2018 ESA Annual Meeting (August 5 -- 10)

PS 18-81 - Thermal foraging niches as predictors of ant distributions in fragmented landscapes

Tuesday, August 7, 2018
ESA Exhibit Hall, New Orleans Ernest N. Morial Convention Center
Claire E. Turkal, Biology Department, Hendrix College, Conway, AR, Melissa A. Burt, Department of Biological Sciences, Virginia Tech, Blacksburg, VA, Julian Resasco, Department of Ecology and Evolutionary Biology, University of Colorado, Boulder, CO and Nick Haddad, Department of Integrative Biology, Michigan State University
Background/Question/Methods

Habitat fragmentation reduces landscape connectivity and alters ecological systems; biological corridors are used to mitigate fragmentation’s negative effects.
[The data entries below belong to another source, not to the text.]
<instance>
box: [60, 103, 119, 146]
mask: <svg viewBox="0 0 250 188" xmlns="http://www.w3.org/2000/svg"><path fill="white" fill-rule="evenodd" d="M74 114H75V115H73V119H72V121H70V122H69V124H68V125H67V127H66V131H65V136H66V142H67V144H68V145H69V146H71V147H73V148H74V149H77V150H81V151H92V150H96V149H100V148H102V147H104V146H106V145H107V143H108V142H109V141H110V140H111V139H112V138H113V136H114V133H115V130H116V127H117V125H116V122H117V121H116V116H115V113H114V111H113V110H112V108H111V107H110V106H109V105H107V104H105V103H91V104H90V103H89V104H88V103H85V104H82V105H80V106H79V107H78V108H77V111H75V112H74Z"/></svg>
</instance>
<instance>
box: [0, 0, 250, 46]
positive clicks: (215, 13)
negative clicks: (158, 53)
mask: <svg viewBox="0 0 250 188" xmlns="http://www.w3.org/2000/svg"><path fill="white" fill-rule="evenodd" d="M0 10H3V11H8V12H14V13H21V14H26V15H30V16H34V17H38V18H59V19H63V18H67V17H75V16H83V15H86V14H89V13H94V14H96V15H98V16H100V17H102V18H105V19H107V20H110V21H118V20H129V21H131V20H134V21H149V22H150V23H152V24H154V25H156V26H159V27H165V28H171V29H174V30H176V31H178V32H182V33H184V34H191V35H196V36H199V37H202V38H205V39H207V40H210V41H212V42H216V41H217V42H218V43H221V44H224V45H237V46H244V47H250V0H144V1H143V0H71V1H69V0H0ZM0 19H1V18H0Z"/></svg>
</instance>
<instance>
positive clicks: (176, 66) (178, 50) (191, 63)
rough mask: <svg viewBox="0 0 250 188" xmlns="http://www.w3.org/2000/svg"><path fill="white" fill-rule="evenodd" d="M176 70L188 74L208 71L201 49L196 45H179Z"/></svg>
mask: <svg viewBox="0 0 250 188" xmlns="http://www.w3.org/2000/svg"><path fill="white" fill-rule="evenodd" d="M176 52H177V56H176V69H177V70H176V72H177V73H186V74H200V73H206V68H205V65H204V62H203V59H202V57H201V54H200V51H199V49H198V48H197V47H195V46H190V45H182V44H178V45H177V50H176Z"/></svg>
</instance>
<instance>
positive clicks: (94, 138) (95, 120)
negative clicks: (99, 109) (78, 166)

In addition to promoting connectivity, corridors affect the abiotic environment of landscapes either directly or indirectly through the creation of edge habitat. Though ants vary their behavior and foraging times dependent on thermal body limits, whether preferential foraging niches affect ants’ community composition in fragmented landscapes remains unclear. We used a landscape-scale experiment to examine whether thermal niches affect how ant species occupy different regions within fragmented landscapes. Our experiment had seven replications of three equal area treatments aimed at determining how corridors function: (1) a fragment connected by a corridor, (2) a high edge, isolated fragment, and (3) a low edge, isolated fragment. We used pitfall traps (22/fragment) to obtain occurrence data for ant species. We measured ants’ thermal foraging niches by measuring the surface temperature at which ants visited tuna baits in habitat similar to our experimental fragments. We compared our measured ant thermal niches to the occurrence data to answer the following question: do thermal foraging niches predict ant species’ responses to habitat fragmentation with respect to distance from habitat edge and fragment shape?

Results/Conclusions

We found that all ant species foraged less at higher temperatures during the day in the summer (F = -1.45, p < 0.001). Differences in ant foraging niches led to statistically significant differences in the ant communities present in fragmented habitats related to shape (Chisq = 6.27, Df = 2, p = 0.04). Specifically, ant communities in fragments with corridors exhibited stronger negative relationships between temperature and foraging than ant communities in high-edge fragments (~116% stronger). We did not observe an effect of distance to edge (Chisq = 3.07, Df = 4, p = 0.55). Stronger and more frequent wind in connected compared to high-edge fragments could explain the lower niche preference in connected fragments, but not the contrast between high-edge and connected. In addition, previous research showing fragment type does not affect temperature in our sites does not coincide with the foraging niche dependence on fragment type found in our study. Therefore, the higher foraging temperature preference of ants in high-edge fragments could relate to variation in microhabitat or other abiotic factors not yet measured in our sites. Overall, our study contributes to growing research investigating thermal ecology and how landscape change impacts ecological communities.